21. The third ground is, in essence, a disagreement with the decision of the First-tier Tribunal Judge regarding the risk on return to people with a similar profile to this appellant. I have looked at the references to documents in the appellant's bundle and also the US State Department Report as mentioned. It does appear that most of the references are to attacks on female journalists, politicians and activists in other areas of Iraq with the exception of the US State Department Report. The Judge states she has had regard to all the background evidence and her failure to note one entry in one report cannot render her entire decision erroneous.
22. The fourth ground was not mentioned in the grant of permission to appeal. I have proceeded on the assumption that the intention was to grant permission on all grounds. However, this ground is also in my judgment no more than mere disagreement with the First-tier Tribunal's Judge's findings.
23. The appellant gave evidence that she had been protected by her father who is still alive.

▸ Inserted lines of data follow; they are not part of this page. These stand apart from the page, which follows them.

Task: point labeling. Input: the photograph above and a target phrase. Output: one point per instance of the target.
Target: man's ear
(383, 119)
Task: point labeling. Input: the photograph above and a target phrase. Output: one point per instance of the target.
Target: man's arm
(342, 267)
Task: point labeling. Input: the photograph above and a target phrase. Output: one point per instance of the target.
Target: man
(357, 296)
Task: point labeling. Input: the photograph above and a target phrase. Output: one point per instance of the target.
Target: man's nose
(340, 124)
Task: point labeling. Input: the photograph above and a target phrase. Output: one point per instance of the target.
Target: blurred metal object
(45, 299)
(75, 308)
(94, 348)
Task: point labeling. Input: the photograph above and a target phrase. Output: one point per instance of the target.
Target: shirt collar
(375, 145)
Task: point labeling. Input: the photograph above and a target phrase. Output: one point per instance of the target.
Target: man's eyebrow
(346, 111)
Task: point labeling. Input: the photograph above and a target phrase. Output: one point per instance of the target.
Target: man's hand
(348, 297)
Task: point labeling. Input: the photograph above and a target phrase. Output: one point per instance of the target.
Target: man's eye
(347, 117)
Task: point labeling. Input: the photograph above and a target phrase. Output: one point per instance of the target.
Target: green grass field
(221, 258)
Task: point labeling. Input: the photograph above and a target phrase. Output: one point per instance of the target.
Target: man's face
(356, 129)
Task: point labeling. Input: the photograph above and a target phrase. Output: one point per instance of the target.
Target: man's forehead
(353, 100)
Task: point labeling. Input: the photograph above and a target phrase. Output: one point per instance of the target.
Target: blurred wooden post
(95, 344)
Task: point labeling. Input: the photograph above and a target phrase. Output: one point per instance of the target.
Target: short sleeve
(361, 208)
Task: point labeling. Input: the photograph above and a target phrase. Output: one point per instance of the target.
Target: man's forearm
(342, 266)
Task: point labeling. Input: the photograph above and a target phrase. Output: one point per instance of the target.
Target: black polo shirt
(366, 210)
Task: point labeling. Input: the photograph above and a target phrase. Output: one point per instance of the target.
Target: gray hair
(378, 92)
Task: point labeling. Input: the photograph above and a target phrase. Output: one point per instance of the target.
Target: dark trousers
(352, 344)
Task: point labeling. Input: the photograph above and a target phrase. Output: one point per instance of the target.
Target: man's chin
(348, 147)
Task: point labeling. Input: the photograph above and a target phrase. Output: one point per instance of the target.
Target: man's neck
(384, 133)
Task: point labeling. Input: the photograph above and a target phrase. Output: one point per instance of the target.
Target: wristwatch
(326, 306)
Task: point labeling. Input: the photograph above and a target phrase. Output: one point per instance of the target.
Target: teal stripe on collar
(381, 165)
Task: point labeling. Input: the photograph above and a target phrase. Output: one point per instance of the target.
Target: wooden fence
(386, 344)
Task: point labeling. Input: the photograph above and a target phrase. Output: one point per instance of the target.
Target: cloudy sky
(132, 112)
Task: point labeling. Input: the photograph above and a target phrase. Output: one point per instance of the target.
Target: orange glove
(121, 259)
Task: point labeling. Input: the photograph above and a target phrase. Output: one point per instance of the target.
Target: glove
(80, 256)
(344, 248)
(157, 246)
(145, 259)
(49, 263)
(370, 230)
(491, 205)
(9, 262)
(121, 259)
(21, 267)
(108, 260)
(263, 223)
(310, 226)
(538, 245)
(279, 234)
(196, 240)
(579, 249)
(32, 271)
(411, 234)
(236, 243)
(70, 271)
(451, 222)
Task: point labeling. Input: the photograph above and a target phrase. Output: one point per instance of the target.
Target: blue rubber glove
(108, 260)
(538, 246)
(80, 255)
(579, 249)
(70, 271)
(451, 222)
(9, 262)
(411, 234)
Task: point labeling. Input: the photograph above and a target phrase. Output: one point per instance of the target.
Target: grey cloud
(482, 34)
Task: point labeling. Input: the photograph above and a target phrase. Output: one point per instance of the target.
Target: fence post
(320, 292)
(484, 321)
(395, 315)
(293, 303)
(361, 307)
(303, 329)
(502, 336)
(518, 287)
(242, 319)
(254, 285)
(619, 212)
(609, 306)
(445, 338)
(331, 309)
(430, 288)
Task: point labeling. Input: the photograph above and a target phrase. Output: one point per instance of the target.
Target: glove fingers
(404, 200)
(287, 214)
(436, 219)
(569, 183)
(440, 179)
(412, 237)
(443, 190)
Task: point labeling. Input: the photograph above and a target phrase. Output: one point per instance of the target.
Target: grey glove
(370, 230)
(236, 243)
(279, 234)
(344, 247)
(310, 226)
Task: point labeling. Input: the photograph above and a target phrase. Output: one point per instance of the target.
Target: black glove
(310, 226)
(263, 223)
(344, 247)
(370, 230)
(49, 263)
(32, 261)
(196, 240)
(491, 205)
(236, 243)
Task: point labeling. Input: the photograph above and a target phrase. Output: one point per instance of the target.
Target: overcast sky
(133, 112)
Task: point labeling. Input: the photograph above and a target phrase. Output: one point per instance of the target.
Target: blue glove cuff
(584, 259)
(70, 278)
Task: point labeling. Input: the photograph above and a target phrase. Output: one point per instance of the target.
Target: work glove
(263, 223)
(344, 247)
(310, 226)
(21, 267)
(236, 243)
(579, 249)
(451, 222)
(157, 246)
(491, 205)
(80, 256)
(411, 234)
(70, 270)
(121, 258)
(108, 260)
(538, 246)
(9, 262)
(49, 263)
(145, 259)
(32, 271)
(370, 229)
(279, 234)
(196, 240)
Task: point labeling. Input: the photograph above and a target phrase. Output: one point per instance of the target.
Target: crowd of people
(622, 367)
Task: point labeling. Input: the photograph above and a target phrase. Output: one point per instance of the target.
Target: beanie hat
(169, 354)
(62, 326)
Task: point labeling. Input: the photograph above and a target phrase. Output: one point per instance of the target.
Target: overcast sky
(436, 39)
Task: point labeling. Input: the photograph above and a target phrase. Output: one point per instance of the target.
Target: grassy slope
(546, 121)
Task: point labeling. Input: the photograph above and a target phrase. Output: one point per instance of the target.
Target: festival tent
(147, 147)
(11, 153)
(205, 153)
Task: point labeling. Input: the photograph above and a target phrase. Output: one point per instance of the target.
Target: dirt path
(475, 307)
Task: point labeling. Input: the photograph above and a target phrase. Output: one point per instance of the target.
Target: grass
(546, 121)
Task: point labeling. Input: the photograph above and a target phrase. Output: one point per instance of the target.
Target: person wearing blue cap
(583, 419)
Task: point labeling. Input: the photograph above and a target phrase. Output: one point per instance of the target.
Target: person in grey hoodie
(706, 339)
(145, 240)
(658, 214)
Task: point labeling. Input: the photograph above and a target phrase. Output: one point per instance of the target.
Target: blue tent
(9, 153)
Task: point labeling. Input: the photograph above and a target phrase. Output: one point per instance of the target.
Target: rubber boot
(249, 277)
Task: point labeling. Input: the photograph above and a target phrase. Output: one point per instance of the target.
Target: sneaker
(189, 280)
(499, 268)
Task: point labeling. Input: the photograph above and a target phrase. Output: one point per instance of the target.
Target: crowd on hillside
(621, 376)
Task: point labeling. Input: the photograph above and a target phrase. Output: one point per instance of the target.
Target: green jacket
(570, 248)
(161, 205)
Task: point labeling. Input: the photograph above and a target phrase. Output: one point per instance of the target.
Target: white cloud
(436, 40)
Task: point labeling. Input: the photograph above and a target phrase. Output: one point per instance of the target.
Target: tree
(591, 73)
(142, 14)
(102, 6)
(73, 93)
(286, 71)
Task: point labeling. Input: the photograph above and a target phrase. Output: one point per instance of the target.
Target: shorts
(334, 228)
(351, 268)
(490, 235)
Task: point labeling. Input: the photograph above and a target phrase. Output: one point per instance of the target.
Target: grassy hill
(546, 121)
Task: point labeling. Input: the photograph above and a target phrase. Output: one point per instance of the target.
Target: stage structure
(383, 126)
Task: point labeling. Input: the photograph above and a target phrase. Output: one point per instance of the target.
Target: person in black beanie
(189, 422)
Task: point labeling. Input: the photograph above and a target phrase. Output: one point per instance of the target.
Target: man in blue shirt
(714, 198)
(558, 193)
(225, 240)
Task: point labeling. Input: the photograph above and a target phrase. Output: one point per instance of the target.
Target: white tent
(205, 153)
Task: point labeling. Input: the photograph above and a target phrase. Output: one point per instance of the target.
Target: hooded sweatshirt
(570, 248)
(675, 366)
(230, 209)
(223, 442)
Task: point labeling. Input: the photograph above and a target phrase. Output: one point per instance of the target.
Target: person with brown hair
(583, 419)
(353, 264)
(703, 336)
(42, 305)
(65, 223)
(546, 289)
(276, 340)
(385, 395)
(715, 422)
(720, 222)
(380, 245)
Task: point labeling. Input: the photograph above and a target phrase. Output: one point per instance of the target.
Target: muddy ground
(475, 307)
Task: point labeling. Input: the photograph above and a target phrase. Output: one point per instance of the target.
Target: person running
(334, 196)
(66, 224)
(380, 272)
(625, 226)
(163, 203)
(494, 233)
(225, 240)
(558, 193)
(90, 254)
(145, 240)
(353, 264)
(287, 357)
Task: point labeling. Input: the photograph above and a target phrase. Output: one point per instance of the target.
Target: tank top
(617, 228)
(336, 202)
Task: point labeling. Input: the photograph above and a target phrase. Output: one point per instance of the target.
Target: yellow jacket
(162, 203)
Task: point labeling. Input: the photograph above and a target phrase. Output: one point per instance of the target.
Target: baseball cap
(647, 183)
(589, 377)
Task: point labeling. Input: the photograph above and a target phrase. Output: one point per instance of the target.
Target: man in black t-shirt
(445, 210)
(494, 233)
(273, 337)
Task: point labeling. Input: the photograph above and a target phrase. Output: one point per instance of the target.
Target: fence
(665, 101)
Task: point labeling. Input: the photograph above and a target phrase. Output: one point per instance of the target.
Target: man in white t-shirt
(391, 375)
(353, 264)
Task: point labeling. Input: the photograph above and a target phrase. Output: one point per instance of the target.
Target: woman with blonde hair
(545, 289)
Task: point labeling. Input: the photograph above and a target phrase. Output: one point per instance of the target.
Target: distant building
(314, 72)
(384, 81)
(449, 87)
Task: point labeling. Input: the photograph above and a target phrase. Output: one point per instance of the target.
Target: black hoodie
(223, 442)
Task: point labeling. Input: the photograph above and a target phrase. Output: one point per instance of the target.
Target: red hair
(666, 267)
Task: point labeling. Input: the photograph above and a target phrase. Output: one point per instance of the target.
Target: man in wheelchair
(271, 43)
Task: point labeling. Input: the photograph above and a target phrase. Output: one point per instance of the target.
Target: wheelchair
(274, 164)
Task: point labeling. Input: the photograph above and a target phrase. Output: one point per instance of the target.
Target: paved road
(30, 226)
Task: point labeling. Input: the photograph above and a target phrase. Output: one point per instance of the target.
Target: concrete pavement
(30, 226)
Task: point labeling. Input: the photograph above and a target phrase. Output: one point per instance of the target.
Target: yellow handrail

The First-tier Tribunal Judge did not believe that the appellant had lost touch with him. She noted in paragraph 39.6 that the appellant had said her father was still farming and the head of the household. He had not provided a letter confirming the risk from his sons and the Judge was entitled to regard this risk as not being made out.
24. Regarding the possibility of protection from the authorities the First-tier Tribunal Judge noted that the appellant had called the police in 2014 and they had responded. This indicated to the Judge that the authorities took complaints seriously and the appellant did have some trust in the police.
25. The First-tier Tribunal Judge made an anonymity direction which is continued.
Notice of Decision

The decision of the First-tier Tribunal does not contain a material error of law and shall stand. The appellant's appeal is dismissed.



Direction Regarding Anonymity - Rule 14 of the Tribunal Procedure (Upper Tribunal) Rules 2008

Unless and until a Tribunal or court directs otherwise, the Appellant is granted anonymity. No report of these proceedings shall directly or indirectly identify him or any member of their family. This direction applies both to the Appellant and to the Respondent. Failure to comply with this direction could lead to contempt of court proceedings.




Signed Date 12 May 2017


Deputy Upper Tribunal Judge Froom



TO THE RESPONDENT
FEE AWARD

I have dismissed the appeal and therefore there can be no fee award.